Initial report will indicate whether Central Huron is a suitable host for nuclear waste storage site

Michael Krizanc, communications manager of NWMO. File photo.

Michael Krizanc, communications manager of NWMO. File photo.

HEATHER BOA Bullet News CENTRAL HURON – An initial screening report to determine whether there is land in the Municipality of Central to store nuclear waste will be presented to its council Feb. 19.

“The initial screening report is being finalized but all the work is done,” said Michael Krizanc, who is communications manager for the Nuclear Waste Management Organization. The municipality is among more than 20 communities that have expressed an interest in learning more about hosting a deep geologic site to store the country’s high-level radioactive waste from nuclear electricity generation.

The initial screening by an independent consultant of various existing studies, reports and resources considers whether there are any showstoppers to building a 250-acre site.
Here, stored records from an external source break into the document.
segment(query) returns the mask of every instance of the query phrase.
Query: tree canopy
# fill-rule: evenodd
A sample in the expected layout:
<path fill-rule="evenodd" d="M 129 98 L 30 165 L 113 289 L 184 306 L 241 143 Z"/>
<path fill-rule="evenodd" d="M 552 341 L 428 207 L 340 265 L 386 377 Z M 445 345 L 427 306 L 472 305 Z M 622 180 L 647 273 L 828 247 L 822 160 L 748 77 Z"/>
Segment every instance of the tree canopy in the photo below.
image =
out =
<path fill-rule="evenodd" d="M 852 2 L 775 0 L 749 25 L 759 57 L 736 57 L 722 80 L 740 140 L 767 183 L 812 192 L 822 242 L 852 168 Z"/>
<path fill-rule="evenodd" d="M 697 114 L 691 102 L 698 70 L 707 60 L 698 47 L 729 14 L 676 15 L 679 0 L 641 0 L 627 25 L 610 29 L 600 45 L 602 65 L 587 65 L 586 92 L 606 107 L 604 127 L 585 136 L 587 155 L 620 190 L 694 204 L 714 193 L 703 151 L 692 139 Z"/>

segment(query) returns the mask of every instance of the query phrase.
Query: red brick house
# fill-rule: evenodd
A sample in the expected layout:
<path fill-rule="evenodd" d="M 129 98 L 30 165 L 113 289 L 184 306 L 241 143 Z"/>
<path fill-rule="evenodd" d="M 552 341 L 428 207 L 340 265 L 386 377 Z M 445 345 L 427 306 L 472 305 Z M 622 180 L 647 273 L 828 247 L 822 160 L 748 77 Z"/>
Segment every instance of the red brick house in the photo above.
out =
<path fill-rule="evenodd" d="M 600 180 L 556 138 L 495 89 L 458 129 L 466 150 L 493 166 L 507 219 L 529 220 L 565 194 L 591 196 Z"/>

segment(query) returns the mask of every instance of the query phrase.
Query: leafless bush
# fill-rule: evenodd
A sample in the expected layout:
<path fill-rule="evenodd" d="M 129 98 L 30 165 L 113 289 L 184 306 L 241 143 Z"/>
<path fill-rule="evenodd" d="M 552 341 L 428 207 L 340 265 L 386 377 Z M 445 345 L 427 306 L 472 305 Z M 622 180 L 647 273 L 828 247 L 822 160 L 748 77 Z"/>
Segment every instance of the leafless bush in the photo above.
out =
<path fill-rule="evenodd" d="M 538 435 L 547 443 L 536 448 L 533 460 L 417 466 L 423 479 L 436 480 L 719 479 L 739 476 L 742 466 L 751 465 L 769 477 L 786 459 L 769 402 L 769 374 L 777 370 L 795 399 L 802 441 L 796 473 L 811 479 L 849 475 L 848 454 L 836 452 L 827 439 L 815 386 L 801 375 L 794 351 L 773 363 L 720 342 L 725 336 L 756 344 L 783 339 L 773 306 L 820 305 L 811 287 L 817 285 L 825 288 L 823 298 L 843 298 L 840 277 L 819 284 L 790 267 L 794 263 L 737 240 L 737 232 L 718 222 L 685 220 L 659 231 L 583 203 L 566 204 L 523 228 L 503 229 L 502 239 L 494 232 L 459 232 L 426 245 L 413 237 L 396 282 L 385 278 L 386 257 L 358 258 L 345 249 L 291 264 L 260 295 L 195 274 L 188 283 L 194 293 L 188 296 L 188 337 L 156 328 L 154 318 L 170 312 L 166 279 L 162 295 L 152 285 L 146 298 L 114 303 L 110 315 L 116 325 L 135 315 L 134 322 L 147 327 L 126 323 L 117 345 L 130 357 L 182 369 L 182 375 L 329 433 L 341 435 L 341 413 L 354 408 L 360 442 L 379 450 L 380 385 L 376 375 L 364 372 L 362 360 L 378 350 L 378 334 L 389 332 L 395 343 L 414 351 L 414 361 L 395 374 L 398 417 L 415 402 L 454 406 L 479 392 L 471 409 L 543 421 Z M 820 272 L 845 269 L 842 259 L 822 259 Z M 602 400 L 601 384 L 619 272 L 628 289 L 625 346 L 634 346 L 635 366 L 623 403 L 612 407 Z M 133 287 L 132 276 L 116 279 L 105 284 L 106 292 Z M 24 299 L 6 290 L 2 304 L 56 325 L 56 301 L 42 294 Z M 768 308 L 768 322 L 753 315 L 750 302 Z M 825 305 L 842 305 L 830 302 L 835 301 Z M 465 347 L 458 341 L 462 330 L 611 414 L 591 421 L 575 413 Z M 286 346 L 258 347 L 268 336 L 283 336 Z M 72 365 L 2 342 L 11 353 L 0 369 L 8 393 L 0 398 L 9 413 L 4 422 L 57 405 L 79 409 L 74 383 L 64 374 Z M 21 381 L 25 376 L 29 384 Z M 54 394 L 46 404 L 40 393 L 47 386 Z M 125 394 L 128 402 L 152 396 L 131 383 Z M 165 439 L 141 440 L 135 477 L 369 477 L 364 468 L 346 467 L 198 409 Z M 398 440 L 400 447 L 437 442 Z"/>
The five high-level criteria include: sufficient land to host the facility, land that’s outside of protected areas, such as heritage sites; land that doesn’t contain known groundwater resources used for drinking, agriculture or industrial uses; land that doesn’t contain natural resources; and land that doesn’t have geological or hydrogeological features that would make development of a facility unsafe.

“The idea is to get information back to the community as quickly as possible so they don’t have to invest a lot of political capital over a long period of time if they’re not going to be considered,” he said.

Once the initial screening report is unveiled to council on Tuesday, Feb. 19, starting at  6 p.m., an open house for the community will be scheduled.

“The idea is we give it to council, then the community should know before the public Canada-wide. After the open house, we put it on the website and tell the world,” Krizanc said.

“After that, the ball is in the council’s court. They can take the time that they need to decide whether or not they want to go to Step 3. But it’s their decision and they would have to make that decision in a public vote of council to move to the next step,” he said. Step 3 is a preliminary assessment, in part, of whether a safe site can be found, whether it can benefit the community, and whether there is potential for the community to continue its interest to explore the project.

From the candidate sites, one or two will be selected for an in-depth five-year study. The community, including both the potential host municipality and surrounding area, will be consulted to see if it’s willing to host the facility.

It could be decades before any spent nuclear cells are shipped to a new underground facility.

In Canada, there are about two million used fuel bundles in storage, which would be moved to the central underground storage facility.

NWMO is funded by Ontario Power Generation, NB Power, Hydro-Québec and Atomic Energy of Canada Limited.